Aquí estoy de nuevo. Un post más, más relajado. Mi actitud frente a todo ha cambiado, pero mi trabajo y lo poco que me gusta, no.
¿Y qué mas te cuento?...¿qué más?...¿qué más? Ah sí, estoy a punto de marcharme de aquí ¿Cóoooomo? Como lo estas leyendo, que me voy.
Durante nueve años he intentado convencerme de que mi realidad estaba aquí, y que mi vida también y puede que así sea, pero lo cierto es que cada vez me cuesta mas volver. Un fin de semana, un puente, un viaje, unas vacaciones, y se me saltan las lágrimas en el tren. Eso nunca me había pasado. Supongo que he madurado, sí, he madurado.
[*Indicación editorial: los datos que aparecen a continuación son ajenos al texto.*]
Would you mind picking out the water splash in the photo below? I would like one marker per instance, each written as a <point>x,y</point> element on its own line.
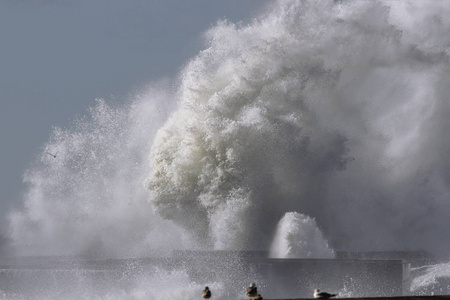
<point>336,110</point>
<point>332,109</point>
<point>298,236</point>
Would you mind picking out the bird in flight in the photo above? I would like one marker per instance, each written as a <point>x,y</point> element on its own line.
<point>206,294</point>
<point>54,155</point>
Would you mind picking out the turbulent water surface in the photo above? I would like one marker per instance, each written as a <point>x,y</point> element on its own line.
<point>325,119</point>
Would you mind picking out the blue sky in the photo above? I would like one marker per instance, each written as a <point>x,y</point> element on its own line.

He decidido darme a mi mismo la oportunidad de crecer, como profesional y como persona, estoy seguro. Me he concienciado para cambiar. Y esto ha sido como el dejar de fumar. Ya tengo mil mosquitos zumbandome que me equivoco, que correr no es la solución y que todo está en mi. Está claro que sí, que todo está en mi, pero es que soy yo quien ahora dice que toca girar el rumbo.
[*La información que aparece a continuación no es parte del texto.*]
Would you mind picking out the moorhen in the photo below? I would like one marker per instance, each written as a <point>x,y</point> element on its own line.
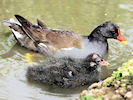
<point>67,72</point>
<point>60,43</point>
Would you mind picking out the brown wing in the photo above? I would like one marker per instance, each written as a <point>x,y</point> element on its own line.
<point>56,38</point>
<point>40,23</point>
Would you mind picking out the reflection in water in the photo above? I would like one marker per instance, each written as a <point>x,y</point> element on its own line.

Escucho a Jorge Javier Vazquez diciendo que Cemento es la ciudad en la que sientes como si nadie vigilara lo que haces. Y puede que tenga razón, pero ya hemos pasado esa edad. Ahora ya no nos escondemos de nadie, sobre todo, no nos escondemos de nosotros mismos. Ni si quiera huimos de una realidad ya asimilada. Ahora soy capaz de disfrutarme donde sea y con quien realmente me apetezca. Estoy dispuesto a darme por entero, en todos los planos y a todos los niveles.
Hoy me quedé de piedra mientras leía las palabras que escribí yo mismo. Gracias M por recordarme que esas palabras eran mías. Me hicieron pensar que somos capaces de mucho, y que tu has conseguido soplar muy fuerte el globo de tus sueños. El mío se había quedado un poco chuchurrido, pero ya verás que pulmones echo para darle un empujón.
Bichos de luz, piedras del camino. Personas que habéis conseguido influenciarme hasta hacerme cambiar. No voy a nombrar a ninguna. Sois poc@s y sabeis quienes sois. Personas que con dos palabras desmontan un argumento absurdo, que con una sonrisa desbaratan cualquier conato de enfado. Piedras del camino, os echaba de menos. Echaba de menos la palabra precisa en el momento justo, el espejo donde mirarme y echarme a reír un rato. Unos lleváis mucho, otros bastante y otros poco, pero lo suficiente, y tan suficiente.
Estoy algo cansado, mis manos querrían seguir pero mi cerebro difícilmente atina a escribir algo coherente. Por hoy ha sido mucho, aunque nunca bastante.
Un abrazo, Bichos de luz, Piedras en mi camino.
1 comment:
Amazing! Like just a few things in life! Or are they a lot? It all depends on the eyes set upon them.
Me encanta tu blog!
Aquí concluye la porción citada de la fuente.